How strange, except that if the theory were widely accepted the plaintiff’s bar would have more work than they could handle until the end of the world. Economists have good evidence that seatbelts change drivers’ behavior a little for the worse. So should any devices–padded dashes, anti-lock brakes, airbags–that make drivers safer. “Child-proof” caps on medicines also seem to have made people less careful in storing drugs. And Kopel notes that the theory seems tailor-made to sue makers of low-calorie foods. If this theory of harm were accepted, all those companies and more–many more–would, I assume, be liable.

Kopel concludes:

That the tobacco companies were sued for manufacturing and advertising a safer product is a good example of the perversity of modern tort law, and of the determination of anti-tobacco extremists to punish cigarette companies even when cigarette companies took affirmitive steps to reduce the dangers of smoking.

“Perversity,” indeed.

Previous commentary at Point of Law and links therein.

Federal mail fraud and RICO statutes

Prompted by the (ongoing) corruption trial of former Illinois governor George Ryan and co-defendant Larry Warner, University of Chicago lawprof Albert Alschuler has written a series of posts at the Chicago Law Faculty Blog using the trial “to illustrate the unfairness of the mail fraud and RICO statutes”. He notes that “prosecutors call the federal mail fraud statute ‘our Stradivarius, our Colt 45, our Louisville Slugger, our Cuisinart’, with the closely related Racketeer Influenced and Corrupt Organizations Act (RICO) law second on the list of favorites.

In the Ryan case, the alleged misconduct to be brought out at trial “will cover a twelve-year period and range from failing to register as a lobbyist, to accepting secret consulting fees from a presidential campaign, to giving low-number license plates to campaign contributors.” Are all those things illegal? Well, they might be, ever since Congress added a vaguely worded new section to the mail fraud statute declaring that a scheme or artifice to defraud includes a scheme ‘to deprive another of the intangible right to honest services.’” The interpretations of this language have been so broad that even an elected official’s violation of his announced personal policy on a matter, not otherwise illegal, may be construed to deprive constituents of honest services.

In the Ryan case and others, prosecutors have used the intangible rights doctrine to stand federalism on its head. In effect, federal prosecutors prosecute state officials and private individuals for state crimes in the federal courts. Worse, they use the mail fraud statute to bootstrap minor state crimes and violations of non-criminal regulations into 20-year federal felonies. … Does every broken promise by a politician (“read my lips”) now constitute mail fraud?

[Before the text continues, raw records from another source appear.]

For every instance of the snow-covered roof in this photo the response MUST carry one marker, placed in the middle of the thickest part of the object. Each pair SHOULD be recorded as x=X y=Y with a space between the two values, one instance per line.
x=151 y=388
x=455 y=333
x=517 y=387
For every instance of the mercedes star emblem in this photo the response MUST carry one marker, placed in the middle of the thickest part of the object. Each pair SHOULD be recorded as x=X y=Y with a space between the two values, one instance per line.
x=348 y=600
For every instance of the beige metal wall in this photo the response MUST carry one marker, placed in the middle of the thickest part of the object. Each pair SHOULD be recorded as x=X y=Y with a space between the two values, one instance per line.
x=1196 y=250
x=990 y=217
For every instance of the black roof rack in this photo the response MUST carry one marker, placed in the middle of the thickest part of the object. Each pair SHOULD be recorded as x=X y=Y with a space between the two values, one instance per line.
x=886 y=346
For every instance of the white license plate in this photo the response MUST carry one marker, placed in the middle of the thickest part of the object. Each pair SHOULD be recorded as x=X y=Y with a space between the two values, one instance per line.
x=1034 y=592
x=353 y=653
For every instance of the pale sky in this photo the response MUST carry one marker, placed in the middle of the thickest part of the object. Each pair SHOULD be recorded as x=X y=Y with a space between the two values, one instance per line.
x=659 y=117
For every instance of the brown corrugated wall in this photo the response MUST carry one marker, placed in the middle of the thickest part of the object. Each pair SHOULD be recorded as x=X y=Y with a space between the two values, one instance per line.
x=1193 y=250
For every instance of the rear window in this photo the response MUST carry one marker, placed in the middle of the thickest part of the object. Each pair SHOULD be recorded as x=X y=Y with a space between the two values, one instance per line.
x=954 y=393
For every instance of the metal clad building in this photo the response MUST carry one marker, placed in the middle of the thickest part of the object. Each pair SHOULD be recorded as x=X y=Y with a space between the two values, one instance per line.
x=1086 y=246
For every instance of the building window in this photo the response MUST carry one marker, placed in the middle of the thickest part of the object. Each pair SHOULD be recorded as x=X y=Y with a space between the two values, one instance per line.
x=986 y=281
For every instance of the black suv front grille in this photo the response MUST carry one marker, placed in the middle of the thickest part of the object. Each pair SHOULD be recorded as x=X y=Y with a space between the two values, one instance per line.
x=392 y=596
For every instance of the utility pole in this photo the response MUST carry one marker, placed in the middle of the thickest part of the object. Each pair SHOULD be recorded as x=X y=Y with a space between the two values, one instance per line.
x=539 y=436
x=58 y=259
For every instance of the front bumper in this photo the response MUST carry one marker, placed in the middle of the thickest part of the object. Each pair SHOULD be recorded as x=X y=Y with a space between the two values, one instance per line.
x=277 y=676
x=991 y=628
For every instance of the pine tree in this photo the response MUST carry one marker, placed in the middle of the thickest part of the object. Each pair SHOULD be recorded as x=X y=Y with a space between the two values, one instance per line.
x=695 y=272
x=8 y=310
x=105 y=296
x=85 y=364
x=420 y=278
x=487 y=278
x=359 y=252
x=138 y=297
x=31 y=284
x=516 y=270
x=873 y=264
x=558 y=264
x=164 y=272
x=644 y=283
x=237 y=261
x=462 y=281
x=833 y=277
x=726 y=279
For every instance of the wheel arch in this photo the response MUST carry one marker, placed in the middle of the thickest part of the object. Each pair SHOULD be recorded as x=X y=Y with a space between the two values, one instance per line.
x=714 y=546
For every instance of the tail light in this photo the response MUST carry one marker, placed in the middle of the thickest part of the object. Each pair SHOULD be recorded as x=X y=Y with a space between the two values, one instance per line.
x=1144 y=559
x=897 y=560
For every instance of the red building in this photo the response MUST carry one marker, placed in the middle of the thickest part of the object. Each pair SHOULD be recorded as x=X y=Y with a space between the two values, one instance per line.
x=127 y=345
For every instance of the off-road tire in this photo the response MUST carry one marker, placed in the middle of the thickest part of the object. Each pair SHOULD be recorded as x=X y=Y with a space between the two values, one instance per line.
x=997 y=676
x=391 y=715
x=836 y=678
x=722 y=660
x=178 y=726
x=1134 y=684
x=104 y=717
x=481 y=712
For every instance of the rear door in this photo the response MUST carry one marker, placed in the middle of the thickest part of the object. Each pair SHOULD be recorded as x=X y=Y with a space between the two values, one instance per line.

The mail fraud statute, Alschuler argues in a third post, encourages “kitchen-sink” proceedings in which a vast assortment of dubious actions, not in fact closely related to each other, get treated as a single vast “scheme” for purposes of prosecution. Finally, a fourth post discusses RICO charges, which prosecutors can build up on a foundation of “predicate acts” that:

may extend over two or three decades. They may include crimes on which the statute of limitations has run, crimes that could not themselves be prosecuted in a federal court, crimes that could not be joined with one another in separate prosecutions, crimes of which the defendant already has been convicted and for which he has been punished, and even crimes of which he has been acquitted in a state court. The courts, if faithful to the statute, have no way to prevent this sprawl.

For our comments on the abuse of the RICO statute by the Clinton and Bush administrations in litigation against tobacco companies, see Sept. 23, 1999 and many other posts.